Data-related terms
Term | Description |
MaxCompute data source | The data source from which full data is obtained. The raw data is stored in MaxCompute by partition. |
API data source | The data source from which incremental data is obtained. Data is updated by calling API operations. |
document | The search unit of structured data. A document can contain one or more fields and must have a primary key field. Retrieval Engine Edition identifies a unique document based on the value of the primary key field. If a new document has the same primary key value as an existing document, the existing document is overwritten by the new document. |
field | The component of a document. A field consists of a field name and a field value. |
multi-value field | The field that contains multiple independent values. |
primary key | The field that uniquely identifies a document. |
Retrieval Engine Edition
Term | Description |
Query Result Searcher (QRS) worker | The role used in online search. QRS workers parse query requests and merge the results returned by Searcher workers. |
Searcher worker | The role used in online search. Searcher workers load index data and provide search services. |
cluster | A search service that consists of a set of QRS workers and Searcher workers. |
Processor | A role used in offline indexing for parsing users' raw data. |
Builder | A role used in offline indexing for indexing on raw data. |
Merger | A role used in offline indexing for merging and sorting indexes. |
full indexing | The process that is used for indexing on full data in a MaxCompute data source.

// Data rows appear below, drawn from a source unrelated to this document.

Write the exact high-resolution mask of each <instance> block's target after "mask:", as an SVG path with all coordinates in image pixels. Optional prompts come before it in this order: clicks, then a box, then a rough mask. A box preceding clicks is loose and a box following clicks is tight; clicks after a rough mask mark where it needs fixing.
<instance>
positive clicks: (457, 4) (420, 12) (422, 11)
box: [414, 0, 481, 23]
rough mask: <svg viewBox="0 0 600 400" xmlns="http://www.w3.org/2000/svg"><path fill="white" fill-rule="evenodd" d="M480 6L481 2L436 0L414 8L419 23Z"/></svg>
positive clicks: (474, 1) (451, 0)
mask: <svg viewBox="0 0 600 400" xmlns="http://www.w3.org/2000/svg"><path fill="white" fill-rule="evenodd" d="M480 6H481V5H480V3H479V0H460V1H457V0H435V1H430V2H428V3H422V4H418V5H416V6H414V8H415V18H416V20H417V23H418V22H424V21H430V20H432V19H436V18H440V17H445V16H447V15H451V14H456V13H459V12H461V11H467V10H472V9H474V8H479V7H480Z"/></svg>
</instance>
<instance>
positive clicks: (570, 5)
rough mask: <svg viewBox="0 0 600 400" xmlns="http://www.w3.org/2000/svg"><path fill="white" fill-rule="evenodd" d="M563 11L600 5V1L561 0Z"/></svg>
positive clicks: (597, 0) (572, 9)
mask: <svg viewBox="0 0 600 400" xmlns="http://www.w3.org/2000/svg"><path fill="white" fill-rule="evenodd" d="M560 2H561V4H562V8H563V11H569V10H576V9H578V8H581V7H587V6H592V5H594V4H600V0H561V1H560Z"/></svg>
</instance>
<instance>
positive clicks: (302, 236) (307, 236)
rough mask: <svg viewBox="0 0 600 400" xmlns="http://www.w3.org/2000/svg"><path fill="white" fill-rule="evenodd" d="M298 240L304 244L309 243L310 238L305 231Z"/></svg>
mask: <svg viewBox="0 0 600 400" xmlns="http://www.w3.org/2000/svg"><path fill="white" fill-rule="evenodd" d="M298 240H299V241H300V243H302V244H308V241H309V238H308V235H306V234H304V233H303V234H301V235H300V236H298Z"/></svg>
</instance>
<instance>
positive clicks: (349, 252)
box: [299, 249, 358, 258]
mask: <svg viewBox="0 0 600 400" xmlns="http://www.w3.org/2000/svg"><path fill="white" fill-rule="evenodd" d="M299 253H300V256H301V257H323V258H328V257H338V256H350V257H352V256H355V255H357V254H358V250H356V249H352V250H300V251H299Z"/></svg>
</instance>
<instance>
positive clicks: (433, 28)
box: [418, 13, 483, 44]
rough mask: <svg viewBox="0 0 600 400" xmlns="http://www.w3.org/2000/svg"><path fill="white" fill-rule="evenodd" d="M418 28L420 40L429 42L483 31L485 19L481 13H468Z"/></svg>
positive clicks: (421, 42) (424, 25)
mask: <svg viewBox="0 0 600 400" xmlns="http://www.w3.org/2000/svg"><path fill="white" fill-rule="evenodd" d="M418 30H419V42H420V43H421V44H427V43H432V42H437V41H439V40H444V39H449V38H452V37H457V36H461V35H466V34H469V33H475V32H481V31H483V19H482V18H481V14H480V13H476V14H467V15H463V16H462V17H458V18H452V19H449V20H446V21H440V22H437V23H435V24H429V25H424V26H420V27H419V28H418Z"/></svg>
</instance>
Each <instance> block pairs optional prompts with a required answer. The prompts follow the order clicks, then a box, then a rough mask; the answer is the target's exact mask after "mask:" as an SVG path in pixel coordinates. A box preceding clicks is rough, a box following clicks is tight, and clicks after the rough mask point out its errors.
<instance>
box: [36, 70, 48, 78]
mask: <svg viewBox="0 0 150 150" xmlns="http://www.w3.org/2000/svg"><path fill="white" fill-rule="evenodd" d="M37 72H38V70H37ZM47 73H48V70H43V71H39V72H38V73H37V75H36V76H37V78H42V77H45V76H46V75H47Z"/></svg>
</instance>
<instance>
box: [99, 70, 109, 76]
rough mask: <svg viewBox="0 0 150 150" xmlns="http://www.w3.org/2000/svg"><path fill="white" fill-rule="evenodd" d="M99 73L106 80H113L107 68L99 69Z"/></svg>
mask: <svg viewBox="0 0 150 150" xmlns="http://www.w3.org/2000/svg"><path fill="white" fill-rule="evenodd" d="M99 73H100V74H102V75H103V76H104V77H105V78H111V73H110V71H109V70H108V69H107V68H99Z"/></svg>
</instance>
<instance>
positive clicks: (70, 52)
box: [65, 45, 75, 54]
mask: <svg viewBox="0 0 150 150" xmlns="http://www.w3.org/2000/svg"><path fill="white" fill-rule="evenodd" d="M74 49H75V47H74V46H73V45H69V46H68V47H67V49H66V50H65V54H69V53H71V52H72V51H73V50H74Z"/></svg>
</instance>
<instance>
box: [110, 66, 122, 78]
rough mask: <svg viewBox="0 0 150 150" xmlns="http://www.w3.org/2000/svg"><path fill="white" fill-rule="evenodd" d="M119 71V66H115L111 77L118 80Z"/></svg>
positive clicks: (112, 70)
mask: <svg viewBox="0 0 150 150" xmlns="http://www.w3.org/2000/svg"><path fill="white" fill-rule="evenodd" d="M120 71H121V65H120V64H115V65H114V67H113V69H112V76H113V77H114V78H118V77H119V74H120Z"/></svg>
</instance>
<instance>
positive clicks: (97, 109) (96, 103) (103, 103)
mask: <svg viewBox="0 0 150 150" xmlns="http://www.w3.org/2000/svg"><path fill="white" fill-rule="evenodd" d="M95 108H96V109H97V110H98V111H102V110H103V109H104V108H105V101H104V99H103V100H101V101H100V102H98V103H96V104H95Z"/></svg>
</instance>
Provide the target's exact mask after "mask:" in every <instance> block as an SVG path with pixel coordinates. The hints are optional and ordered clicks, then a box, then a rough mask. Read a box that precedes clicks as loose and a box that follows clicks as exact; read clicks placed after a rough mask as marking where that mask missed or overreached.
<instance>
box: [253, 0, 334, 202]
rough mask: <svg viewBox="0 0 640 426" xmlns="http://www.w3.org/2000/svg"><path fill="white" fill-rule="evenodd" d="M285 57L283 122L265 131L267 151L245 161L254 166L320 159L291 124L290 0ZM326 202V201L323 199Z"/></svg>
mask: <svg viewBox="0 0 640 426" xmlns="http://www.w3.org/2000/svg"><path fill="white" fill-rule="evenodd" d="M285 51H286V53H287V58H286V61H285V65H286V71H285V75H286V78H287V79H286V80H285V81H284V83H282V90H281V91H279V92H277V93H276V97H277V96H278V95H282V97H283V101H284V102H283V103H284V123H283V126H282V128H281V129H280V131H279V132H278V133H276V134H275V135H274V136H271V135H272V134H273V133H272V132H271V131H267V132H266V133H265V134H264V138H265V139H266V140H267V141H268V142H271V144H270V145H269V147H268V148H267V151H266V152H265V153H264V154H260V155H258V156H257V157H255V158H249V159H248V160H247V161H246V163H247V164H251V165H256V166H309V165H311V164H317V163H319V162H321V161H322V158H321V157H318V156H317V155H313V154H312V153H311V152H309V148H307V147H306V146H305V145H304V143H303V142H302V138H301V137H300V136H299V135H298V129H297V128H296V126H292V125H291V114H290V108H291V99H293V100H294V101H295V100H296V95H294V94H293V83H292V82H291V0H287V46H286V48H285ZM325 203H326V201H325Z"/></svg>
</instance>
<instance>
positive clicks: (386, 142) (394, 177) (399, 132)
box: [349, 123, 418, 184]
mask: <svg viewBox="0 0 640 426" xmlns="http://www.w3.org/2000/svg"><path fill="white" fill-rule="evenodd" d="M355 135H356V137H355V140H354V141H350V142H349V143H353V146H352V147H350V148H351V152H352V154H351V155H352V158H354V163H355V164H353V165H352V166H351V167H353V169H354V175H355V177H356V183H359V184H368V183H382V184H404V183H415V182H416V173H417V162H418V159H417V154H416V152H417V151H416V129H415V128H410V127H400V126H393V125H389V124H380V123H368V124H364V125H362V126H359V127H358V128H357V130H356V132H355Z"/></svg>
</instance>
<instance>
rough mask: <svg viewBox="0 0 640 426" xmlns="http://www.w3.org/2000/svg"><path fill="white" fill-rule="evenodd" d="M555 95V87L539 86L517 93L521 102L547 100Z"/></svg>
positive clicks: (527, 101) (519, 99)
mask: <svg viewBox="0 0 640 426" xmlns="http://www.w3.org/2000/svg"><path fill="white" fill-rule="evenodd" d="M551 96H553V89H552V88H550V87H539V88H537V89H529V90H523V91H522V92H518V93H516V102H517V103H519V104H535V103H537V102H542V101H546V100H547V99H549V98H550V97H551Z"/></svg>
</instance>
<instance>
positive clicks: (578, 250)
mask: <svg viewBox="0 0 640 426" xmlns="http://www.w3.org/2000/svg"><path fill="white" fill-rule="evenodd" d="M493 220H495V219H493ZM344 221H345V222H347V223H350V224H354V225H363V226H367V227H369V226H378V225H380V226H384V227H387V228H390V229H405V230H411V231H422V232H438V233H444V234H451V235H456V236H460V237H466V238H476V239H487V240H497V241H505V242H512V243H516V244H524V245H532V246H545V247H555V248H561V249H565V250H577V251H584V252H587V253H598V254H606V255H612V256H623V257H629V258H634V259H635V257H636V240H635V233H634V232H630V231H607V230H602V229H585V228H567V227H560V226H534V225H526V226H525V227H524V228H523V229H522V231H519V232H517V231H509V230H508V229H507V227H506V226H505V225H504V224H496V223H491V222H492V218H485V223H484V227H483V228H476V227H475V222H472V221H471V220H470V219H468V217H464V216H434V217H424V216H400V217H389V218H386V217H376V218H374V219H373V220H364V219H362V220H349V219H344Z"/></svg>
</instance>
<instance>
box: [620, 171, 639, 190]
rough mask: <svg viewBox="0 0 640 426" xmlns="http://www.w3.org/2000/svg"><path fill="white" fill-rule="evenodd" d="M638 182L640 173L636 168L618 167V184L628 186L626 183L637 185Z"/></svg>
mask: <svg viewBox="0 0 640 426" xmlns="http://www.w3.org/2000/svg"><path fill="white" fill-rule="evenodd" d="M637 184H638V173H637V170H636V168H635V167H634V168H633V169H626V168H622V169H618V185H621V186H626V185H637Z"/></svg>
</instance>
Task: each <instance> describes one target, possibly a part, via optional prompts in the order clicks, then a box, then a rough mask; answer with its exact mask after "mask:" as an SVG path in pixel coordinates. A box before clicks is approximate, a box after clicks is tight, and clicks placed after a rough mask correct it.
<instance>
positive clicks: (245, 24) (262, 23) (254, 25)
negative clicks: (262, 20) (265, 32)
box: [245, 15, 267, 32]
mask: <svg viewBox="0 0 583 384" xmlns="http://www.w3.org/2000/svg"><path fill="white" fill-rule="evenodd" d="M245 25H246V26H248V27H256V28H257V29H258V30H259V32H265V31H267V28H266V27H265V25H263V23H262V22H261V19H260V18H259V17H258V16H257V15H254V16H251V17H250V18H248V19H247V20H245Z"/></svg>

The indexes that are generated during this process are full indexes, and the index versions are full index versions. |
incremental indexing | When data is updated in real time, the offline indexing process generates and applies the indexes to online clusters. |
real-time indexing | The data that is pushed by calling API operations takes effect in real time. This process is referred to as real-time indexing. Real-time indexes are generated in the memory of Searcher workers. |
inverted index | An inverted index is a linked list that maps terms to their locations in a set of documents. Inverted indexes are used in query clauses to make queries efficient. Example: term1->doc1,doc2,doc3;term2->doc1,doc2. |
forward index | A forward index is a linked list that maps documents to fields. Forward indexes are used in FILTER clauses. Forward indexes are less efficient than inverted indexes. Example: doc1->id,type,create_time… |
summary index | A summary index collects and stores the information that you want the system to display in summaries of search results. You can query information that is contained in a search result summary by specifying the primary key or document ID. Retrieval Engine Edition displays the search results by page. |
tokenization | The sentences in documents are tokenized to terms. If the data type of the field is TEXT, the system tokenizes the sentences into meaningful terms. For example, if the data type is TEXT, "浙江大学" is tokenized into two terms "浙江" and "大学". |
term | A term is a token or a set of tokens after tokenization. |
Data changes triggered and implemented by FSM
Change type | Whether to allow recurring events | Description |
Service discovery | Yes | Points the IP address of a Retrieval Engine Edition instance to the domain name to help you call the service. For the same cluster, all historical changes are terminated before the latest change runs. |
ha3_biz_apend | No | Adds biz. This operation can be performed once on each instance. The system automatically triggers this change. The change may continue to run until the index table is added to the instance and the index is built. |
update_biz_depend_index_fsm | No | Updates the index on which biz depends. This operation can be performed once on each instance. The system automatically triggers this change. The change may continue to run until the index table is added to the instance and the index is built. |
Online deployment | Yes | For the same cluster, all historical changes are terminated before the latest change runs. |
multi_biz_activate | No | Initializes a Retrieval Engine Edition instance. This operation can be performed once on each instance. The change may continue to run until the index table is added to the instance and the index is built. |
Index creation | Yes | For the same index, all historical changes are terminated before the latest change runs. |
Automatically triggered full indexing | Yes | The system automatically triggers this change after new data partitions are identified. The latest change and historical changes can concurrently run. |
Manually triggered full indexing | Yes | The latest change and historical changes can concurrently run. |
Configuration push | Yes | All historical changes are terminated before the latest change runs. |
Online resources | Yes | For the same zone, all historical changes are terminated before the latest change runs. |
Index rollback | Yes | The latest change and historical changes can concurrently run. |
FSM: the finite-state machine. FSM works as a mathematical model that represents a finite number of states and the switchover between these states.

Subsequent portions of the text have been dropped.